12 Als nu van Christus gepredikt wordt dat Hij uit de doden is opgewekt, hoe kunnen sommigen onder u dan zeggen dat er geen opstanding van de doden is?
13 En als er geen opstanding van de doden is, dan is Christus ook niet opgewekt.
14 En als Christus niet is opgewekt, dan is onze prediking zonder inhoud, en zonder inhoud is ook uw geloof.
15 En dan blijken wij ook valse getuigen van God te zijn. Wij hebben namelijk van God getuigd dat Hij Christus heeft opgewekt, terwijl Hij Die niet heeft opgewekt als inderdaad de doden niet opgewekt worden.
16 Immers, als de doden niet opgewekt worden, is ook Christus niet opgewekt.
17 En als Christus niet is opgewekt, is uw geloof zinloos; u bent dan nog in uw zonden.
18 Dan zijn ook zij die in Christus ontslapen zijn, verloren.
19 Als wij alleen voor dit leven op Christus onze hoop gevestigd hebben, zijn wij de meest beklagenswaardige van alle mensen.
20 Maar nu, Christus ís opgewekt uit de doden en is de Eersteling geworden van hen die ontslapen zijn.

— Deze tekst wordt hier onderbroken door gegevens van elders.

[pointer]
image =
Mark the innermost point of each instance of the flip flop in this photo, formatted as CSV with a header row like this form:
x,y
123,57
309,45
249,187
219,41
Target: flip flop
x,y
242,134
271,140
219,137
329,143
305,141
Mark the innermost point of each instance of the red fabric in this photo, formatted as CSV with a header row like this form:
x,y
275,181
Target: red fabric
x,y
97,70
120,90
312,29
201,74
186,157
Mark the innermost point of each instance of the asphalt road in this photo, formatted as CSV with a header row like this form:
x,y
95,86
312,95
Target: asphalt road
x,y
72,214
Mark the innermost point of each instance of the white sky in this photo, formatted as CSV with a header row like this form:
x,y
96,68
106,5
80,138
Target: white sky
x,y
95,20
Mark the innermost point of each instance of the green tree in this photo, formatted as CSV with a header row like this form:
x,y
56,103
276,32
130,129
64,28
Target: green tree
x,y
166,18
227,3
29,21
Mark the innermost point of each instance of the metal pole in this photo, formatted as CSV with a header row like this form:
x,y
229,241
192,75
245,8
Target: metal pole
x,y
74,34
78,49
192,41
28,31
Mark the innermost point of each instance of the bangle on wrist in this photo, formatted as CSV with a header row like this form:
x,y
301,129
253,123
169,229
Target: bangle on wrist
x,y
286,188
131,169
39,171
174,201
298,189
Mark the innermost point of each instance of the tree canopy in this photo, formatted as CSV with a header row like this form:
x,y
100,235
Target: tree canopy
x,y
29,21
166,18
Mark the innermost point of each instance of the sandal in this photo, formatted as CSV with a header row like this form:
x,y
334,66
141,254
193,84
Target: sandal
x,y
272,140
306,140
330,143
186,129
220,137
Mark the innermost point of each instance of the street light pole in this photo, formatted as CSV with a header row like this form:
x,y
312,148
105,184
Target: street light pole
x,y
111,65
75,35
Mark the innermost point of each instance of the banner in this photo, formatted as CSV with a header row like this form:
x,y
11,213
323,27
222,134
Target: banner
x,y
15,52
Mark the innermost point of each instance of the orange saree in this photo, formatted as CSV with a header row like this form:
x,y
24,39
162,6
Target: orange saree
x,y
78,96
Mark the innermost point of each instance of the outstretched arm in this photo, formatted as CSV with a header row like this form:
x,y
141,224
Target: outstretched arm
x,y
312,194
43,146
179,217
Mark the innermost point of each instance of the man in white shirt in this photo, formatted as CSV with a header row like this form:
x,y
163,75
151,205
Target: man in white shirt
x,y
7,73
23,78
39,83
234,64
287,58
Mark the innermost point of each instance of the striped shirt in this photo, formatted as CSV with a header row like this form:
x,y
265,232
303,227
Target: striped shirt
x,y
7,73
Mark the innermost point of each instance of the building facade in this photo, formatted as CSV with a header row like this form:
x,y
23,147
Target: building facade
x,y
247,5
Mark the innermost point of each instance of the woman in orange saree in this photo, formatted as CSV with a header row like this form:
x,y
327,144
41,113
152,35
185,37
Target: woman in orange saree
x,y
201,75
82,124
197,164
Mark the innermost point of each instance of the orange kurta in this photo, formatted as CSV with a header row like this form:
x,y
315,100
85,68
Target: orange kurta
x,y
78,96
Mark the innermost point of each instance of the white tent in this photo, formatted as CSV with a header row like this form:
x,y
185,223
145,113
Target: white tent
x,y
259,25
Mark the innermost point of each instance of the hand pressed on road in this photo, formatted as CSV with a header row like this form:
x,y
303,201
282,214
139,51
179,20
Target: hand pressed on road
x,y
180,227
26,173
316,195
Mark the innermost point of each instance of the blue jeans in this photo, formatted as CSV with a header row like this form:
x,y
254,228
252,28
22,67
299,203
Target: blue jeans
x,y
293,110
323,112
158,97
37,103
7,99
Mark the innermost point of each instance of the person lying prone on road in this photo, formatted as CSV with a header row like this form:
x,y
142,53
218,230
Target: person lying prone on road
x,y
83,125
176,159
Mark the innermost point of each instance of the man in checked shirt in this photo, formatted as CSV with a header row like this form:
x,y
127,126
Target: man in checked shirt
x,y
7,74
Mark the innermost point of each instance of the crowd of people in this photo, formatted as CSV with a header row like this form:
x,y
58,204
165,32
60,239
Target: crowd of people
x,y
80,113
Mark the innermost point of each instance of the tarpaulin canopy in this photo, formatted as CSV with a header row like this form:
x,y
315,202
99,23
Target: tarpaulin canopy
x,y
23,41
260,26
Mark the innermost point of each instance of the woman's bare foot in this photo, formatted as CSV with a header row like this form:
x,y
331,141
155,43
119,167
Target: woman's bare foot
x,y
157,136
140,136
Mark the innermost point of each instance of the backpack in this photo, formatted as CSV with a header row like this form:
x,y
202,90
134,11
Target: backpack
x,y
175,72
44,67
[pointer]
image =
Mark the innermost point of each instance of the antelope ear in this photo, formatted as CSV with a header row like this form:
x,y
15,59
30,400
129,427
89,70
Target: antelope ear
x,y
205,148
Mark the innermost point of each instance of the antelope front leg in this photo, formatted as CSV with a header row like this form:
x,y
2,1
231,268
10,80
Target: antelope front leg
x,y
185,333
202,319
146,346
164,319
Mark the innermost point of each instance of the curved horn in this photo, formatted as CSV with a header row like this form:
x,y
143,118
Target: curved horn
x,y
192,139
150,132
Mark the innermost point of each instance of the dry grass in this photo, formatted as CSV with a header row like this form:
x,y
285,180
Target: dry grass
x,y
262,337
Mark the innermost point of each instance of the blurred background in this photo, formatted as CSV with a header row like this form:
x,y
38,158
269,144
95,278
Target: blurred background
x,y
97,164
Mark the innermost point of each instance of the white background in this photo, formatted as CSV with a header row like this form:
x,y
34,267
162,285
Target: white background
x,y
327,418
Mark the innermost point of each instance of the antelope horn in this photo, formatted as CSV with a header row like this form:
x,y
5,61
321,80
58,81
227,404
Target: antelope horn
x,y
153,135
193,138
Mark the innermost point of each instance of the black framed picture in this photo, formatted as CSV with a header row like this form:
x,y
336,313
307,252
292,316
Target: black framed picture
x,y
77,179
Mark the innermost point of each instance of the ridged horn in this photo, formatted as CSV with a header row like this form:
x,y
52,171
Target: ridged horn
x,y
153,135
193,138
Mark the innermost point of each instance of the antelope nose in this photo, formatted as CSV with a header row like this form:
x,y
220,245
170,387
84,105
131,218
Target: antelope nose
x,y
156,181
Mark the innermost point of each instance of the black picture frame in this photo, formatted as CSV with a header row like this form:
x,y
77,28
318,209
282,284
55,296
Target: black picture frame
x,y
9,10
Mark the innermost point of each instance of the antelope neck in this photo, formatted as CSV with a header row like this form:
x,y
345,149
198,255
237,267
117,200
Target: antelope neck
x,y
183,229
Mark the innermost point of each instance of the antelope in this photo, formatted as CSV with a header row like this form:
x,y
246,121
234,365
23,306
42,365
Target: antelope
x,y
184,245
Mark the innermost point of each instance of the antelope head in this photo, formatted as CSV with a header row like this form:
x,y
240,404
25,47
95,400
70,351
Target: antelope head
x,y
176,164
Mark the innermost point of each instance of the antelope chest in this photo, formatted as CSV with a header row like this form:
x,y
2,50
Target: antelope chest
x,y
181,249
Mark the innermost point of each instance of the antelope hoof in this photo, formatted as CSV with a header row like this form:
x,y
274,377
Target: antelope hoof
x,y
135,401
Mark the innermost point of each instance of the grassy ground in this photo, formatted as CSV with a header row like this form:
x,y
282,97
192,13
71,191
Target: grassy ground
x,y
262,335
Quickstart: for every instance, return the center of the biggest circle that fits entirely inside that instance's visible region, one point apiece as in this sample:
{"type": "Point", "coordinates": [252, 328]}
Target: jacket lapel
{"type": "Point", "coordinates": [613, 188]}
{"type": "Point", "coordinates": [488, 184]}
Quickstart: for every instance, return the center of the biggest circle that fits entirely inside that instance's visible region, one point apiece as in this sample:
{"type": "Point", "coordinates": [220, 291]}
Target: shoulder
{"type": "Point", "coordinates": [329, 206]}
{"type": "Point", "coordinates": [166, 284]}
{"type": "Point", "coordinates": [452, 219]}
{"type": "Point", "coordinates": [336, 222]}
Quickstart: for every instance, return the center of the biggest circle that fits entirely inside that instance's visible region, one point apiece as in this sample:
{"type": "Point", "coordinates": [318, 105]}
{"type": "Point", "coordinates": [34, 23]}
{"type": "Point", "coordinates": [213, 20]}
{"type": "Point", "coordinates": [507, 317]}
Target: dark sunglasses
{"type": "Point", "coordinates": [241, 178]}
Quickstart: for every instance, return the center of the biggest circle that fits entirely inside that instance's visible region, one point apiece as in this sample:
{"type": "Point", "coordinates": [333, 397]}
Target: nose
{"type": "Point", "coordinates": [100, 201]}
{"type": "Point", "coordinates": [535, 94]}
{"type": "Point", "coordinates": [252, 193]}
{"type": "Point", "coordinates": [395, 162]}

21 Want omdat de dood er is door een mens, is ook de opstanding van de doden er door een Mens.
22 Want zoals allen in Adam sterven, zo zullen ook in Christus allen levend gemaakt worden.
23 Ieder echter in zijn eigen orde: Christus als Eersteling, daarna wie van Christus zijn, bij Zijn komst.
24 Daarna komt het einde, wanneer Hij het koningschap aan God en de Vader heeft overgegeven, wanneer Hij alle heerschappij en alle macht en kracht heeft tenietgedaan.
25 Want Hij moet Koning zijn, totdat Hij alle vijanden onder Zijn voeten heeft gelegd.
26 De laatste vijand die tenietgedaan wordt, is de dood.
27 Immers, alle dingen heeft Hij aan Zijn voeten onderworpen. Wanneer Hij echter zegt dat aan Hem alle dingen onderworpen zijn, is het duidelijk dat Hij Die Zelf alles aan Hem onderworpen heeft, hiervan is uitgezonderd.
28 En wanneer alle dingen aan Hem onderworpen zijn, dan zal ook de Zoon Zelf Zich onderwerpen aan Hem Die alle dingen aan Hem onderworpen heeft, opdat God alles in allen zal zijn.